- Battle of Tashkent (1603): Part of Kazakh–Uzbek Wars
| Date | 1603 |
| Location | Tashkent, Uzbekistan |
| Result | Kazakh victory |

Belligerents
- Kazakh Khanate: Khanate of Bukhara

Commanders and leaders
- Keldi-Muhammad: Baqi Muhammad Khan

= Battle of Tashkent (1603) =

Battle between the Kazakh Khanate and Khanate of Bukhara

The Battle of Tashkent (1603) was a military confrontation between Kazakh–Kyrgyz forces led by Keldi-Muhammad against the Khanate of Bukhara in 1603.

== Background ==
At the very beginning of the 17th century, in 1601, a change of ruling dynasty took place in the Khanate of Bukhara. Power shifted from the Shaybanids, who had ruled Central Asia for about a century, to the Ashtarkhanid dynasty.

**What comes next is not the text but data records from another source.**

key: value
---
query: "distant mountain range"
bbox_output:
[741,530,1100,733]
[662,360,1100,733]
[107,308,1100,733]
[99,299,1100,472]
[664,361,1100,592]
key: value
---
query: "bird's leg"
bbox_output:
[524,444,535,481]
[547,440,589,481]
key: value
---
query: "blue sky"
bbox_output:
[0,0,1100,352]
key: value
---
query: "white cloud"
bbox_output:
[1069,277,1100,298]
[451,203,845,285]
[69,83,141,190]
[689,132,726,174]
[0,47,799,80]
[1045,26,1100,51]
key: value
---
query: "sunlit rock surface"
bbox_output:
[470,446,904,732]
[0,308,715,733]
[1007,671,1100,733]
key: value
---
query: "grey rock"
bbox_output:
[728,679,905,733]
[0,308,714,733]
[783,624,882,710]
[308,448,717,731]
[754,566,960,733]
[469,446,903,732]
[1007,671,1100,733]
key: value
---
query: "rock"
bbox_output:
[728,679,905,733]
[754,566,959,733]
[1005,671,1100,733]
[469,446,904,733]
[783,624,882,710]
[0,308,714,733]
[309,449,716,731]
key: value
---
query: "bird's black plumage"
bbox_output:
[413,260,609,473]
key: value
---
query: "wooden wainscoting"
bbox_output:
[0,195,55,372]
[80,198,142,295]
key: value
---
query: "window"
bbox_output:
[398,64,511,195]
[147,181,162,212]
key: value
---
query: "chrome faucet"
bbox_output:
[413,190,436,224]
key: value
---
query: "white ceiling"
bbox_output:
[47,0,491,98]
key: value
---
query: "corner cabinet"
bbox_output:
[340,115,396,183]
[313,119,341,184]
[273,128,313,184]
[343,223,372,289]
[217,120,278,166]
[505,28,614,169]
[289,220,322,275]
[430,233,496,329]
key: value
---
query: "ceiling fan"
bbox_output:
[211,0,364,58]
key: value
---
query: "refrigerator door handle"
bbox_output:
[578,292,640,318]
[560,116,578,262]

The name of the dynasty is linked to the origin of its founder, Jani Muhammad Sultan, who descended from the Jochids of Astrakhan (Haji-Tarkhan). He was a descendant of Tokai-Timur, the thirteenth son of Jochi. For this reason, some researchers also refer to the Ashtarkhanids as the Janid dynasty, after Jani Muhammad Khan. The first ruler of this dynasty to ascend the khan's throne was Baki-Muhammad, the second son of Jani Muhammad Sultan.

== Battle ==
In the early 17th century, relations between the Bukhara Khanate and the Kazakh Khanate remained tense. Despite the treaty, the rulers of Bukhara sought to reclaim control over Tashkent, which had been under Kazakh rule since the late 16th century. In the autumn of 1603, as reported by Mahmud ibn Wali in Bahr al-Asrar, Baki-Muhammad Khan attempted to seize the city. However, his forces were defeated by the army of the Kazakh ruler of Tashkent, Keldi-Muhammad Khan. Pursuing the retreating Ashtarkhanids, the combined Kazakh–Kyrgyz army reached Samarkand, but the siege of the city was unsuccessful. As a result, Keldi-Muhammad Khan was forced to retreat back to Tashkent.